The study, “Shifting tides in the emigration patterns of Canadian physicians to the United States: a cross-sectional secondary data analysis,” published online by BMC Health Services Research, found that only 27 CMGs who graduated between 2009 and 2011 appear in the 2015 AMA Physician Masterfile.
According to the Canadian Medical Association’s Canadian Collaborative Centre for Physician Resources, the original exodus of doctors came as a result of signals from government “that doctors were not welcome in Canada.” This message was mirrored in cuts to medical school enrollment and reduced opportunities for international medical graduates (IMGs). However, by the mid-1990s, Canada was experiencing a shortage of doctors and medical school enrollment was increased while restrictions on IMGs were eased.
Increased funding was also targeted at reducing waiting times, which created greater opportunities for physicians, notes Freeman. As well, physicians were allowed to form private professional corporations which help to alleviate income differentials with US counterparts.
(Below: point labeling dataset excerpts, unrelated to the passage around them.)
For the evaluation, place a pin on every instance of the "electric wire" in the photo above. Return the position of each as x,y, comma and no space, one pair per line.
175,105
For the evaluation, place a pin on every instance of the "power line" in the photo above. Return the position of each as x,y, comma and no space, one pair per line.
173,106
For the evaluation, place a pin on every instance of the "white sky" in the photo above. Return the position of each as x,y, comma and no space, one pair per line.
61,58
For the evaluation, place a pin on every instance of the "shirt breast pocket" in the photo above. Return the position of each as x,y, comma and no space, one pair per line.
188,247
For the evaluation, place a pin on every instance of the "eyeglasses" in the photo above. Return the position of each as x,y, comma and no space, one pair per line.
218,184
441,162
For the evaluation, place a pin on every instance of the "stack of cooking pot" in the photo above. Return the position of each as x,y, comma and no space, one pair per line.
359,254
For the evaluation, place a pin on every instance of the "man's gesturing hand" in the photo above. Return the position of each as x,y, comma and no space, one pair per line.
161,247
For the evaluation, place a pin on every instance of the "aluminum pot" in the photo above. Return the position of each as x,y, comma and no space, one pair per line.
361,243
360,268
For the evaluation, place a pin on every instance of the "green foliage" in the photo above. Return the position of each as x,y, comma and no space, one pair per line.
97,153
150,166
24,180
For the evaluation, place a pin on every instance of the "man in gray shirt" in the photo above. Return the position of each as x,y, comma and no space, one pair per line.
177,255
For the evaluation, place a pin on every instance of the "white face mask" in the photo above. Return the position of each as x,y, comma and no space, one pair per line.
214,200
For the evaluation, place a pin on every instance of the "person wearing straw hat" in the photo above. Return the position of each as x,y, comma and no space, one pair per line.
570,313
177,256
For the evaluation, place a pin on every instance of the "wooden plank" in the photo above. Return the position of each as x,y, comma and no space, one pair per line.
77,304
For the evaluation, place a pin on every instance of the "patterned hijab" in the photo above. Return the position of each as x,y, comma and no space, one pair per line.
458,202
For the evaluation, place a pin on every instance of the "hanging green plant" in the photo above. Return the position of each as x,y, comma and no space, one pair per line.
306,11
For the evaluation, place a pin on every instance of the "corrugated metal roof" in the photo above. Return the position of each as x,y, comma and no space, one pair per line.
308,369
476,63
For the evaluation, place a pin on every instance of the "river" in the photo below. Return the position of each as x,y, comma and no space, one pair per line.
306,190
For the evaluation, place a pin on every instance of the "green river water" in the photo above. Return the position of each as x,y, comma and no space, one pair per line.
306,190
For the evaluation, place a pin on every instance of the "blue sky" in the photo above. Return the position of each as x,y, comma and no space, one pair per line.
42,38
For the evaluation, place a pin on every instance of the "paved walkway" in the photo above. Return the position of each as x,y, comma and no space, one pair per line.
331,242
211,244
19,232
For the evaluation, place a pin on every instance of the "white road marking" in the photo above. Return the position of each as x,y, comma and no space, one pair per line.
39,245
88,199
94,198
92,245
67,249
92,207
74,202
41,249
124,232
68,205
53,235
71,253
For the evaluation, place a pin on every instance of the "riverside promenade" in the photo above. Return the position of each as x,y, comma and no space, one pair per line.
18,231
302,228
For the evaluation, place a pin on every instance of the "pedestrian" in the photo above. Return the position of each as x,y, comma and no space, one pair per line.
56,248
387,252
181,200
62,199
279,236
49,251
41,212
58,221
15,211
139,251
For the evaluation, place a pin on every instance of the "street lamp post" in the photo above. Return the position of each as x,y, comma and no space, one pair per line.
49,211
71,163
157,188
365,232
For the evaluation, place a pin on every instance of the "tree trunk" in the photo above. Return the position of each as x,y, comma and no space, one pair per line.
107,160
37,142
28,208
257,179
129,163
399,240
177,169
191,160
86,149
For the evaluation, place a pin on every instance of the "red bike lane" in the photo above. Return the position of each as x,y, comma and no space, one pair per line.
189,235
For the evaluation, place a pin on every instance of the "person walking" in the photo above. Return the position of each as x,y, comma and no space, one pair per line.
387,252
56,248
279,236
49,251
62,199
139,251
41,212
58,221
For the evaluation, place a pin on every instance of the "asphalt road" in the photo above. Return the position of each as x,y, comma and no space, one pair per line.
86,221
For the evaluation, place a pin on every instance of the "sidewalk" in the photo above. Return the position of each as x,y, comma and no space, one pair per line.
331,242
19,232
At present, there are some job shortages in the surgical field, but most physicians are able to find work in Canada, according to the Canadian Medical Association (CMA). This makes a move to America less attractive, a message the US has appeared to receive. “There is not as yet a lot of evidence that US recruiters are up here looking for physicians the way they were back in the 1990s and early 2000s,” notes the CMA.
However, employment-related factors change frequently, says Freeman, who recommends a national health human resource plan be put in place “if we are to avoid the perceived shortages and surpluses that have been seen in the past few decades.”
The CMA endorses the need for a national planning tool. “Canada’s physicians are highly mobile — you cannot plan for a single region effectively when there is so much mobility.”